Ricci, l'italiano d'America con la Finlandia nel destino

Crsciuto sotto il profilo tecnico alla Evert Academy di Boca Raton, in Florida, Federico Ricci (originario di Parma) è finito in Finlandia per seguire prima Jarkko Nieminen, poi Emil Ruusuvuori. In questa intervista ci racconta il suo percorso decisamente particolare

di | 23 dicembre 2021

Una vita da coach tra Stati Uniti e Finlandia, due posti distanti, non solo geograficamente. Il percorso di Federico Ricci, emiliano di origine e cittadino del mondo per seguire il tennis, è decisamente originale e fuori da ogni schema precostituito. Oggi l'allenatore italiano è al seguito di uno dei talenti emergenti del tennis mondiale, il 22enne Emil Ruusuvuori, attuale numero 95 al mondo con un best ranking di 66 e un bel potenziale nel braccio. Ma è dagli States che è cominciato il suo cammino, all'inizio del nuovo millennio.
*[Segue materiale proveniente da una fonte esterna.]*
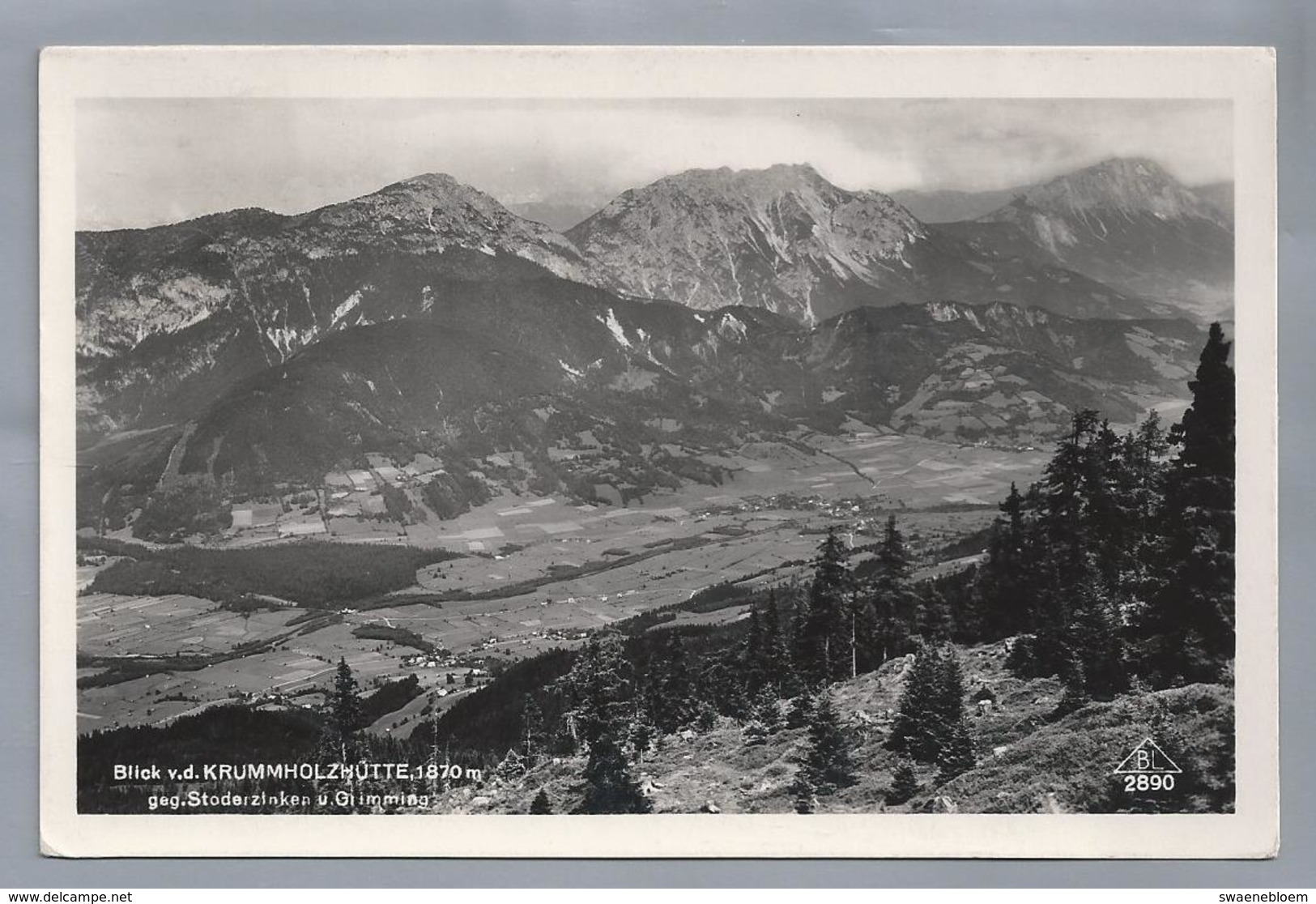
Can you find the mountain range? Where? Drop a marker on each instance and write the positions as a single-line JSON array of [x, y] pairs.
[[691, 315]]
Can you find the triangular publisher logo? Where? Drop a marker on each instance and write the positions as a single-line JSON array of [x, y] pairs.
[[1148, 758]]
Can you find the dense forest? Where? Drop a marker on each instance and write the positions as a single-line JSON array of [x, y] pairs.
[[1115, 573]]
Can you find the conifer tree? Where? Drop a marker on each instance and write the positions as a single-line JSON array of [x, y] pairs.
[[905, 783], [892, 600], [600, 686], [764, 718], [345, 716], [670, 687], [1190, 620], [957, 753], [827, 627], [778, 662], [932, 706], [828, 761], [541, 804]]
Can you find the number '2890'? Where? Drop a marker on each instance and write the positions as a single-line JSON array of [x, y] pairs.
[[1144, 782]]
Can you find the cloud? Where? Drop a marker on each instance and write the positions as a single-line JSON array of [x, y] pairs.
[[143, 162]]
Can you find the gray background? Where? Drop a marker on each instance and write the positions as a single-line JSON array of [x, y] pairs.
[[27, 25]]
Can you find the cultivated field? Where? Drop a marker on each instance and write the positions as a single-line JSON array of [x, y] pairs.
[[543, 570]]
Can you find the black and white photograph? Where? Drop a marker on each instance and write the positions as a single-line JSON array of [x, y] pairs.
[[863, 453]]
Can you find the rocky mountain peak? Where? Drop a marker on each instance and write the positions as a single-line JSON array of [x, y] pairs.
[[1126, 185]]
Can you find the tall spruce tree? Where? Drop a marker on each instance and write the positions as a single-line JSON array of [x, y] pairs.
[[602, 690], [892, 599], [827, 629], [1190, 623], [828, 760], [932, 706], [343, 739]]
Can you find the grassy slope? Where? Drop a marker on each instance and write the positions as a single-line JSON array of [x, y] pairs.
[[1041, 766]]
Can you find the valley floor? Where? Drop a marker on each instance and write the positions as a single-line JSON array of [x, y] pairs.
[[543, 571]]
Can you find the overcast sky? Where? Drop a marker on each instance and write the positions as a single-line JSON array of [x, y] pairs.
[[145, 162]]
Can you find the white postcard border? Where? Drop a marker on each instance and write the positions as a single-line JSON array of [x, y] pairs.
[[1244, 75]]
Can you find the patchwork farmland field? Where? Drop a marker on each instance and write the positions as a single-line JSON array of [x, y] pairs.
[[534, 573]]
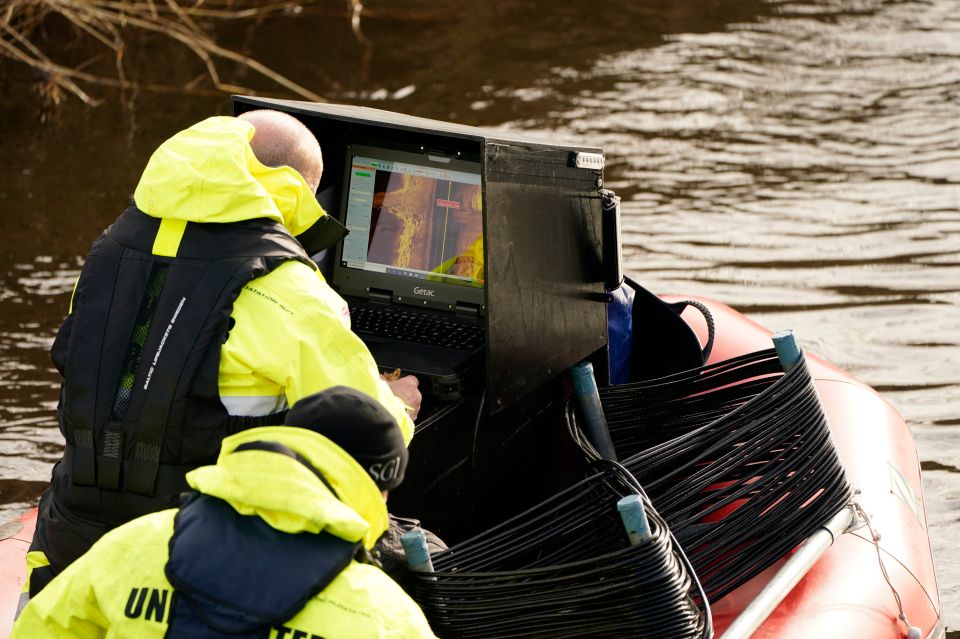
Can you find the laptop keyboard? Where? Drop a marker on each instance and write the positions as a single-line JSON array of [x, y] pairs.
[[394, 323]]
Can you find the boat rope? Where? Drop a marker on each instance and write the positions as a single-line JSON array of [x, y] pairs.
[[711, 327], [913, 632], [736, 456]]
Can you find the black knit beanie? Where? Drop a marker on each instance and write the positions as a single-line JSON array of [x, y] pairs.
[[360, 426]]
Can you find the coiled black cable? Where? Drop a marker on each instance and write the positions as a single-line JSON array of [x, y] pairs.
[[565, 568], [736, 456]]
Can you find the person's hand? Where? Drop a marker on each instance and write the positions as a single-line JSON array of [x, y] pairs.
[[407, 389]]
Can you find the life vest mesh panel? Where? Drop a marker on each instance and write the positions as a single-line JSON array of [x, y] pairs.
[[121, 402]]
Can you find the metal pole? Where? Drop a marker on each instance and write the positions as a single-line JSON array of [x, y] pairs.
[[792, 572]]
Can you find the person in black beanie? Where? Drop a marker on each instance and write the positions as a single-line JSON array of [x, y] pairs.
[[276, 539], [369, 434], [360, 426]]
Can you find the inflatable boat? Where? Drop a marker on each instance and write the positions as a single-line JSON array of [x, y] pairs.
[[853, 588], [864, 571]]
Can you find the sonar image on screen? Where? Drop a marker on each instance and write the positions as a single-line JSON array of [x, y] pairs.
[[419, 221]]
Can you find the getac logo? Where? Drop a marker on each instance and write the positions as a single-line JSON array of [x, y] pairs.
[[385, 471]]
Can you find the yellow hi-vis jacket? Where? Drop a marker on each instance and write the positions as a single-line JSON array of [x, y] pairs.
[[291, 338], [119, 588]]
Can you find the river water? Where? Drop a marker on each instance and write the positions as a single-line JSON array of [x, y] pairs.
[[799, 161]]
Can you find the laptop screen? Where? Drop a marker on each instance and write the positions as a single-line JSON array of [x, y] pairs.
[[414, 215]]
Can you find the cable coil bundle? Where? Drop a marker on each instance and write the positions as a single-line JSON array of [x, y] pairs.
[[565, 568], [736, 456]]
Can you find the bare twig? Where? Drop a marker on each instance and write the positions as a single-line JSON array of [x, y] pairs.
[[106, 22]]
“Ho smesso abbastanza presto di giocare - racconta - anche per colpa di un incidente in moto in cui mi sono rotto il polso destro. Questo mi ha portato a pensare alla fragilità della carriera tennistica, dunque mi sono iscritto all'Università, in particolare alla facoltà di Economia con indirizzo di Sports Management. Proprio così ho avuto la chance di finire il percorso di studi alla Evert Academy di Boca Raton, dove poi ho iniziato a lavorare. Parliamo del 2001, 20 anni fa. Per i successivi 10 anni sono rimasto lì lavorando full time. La mia famiglia è di Parma ma sono cresciuto a Milano”.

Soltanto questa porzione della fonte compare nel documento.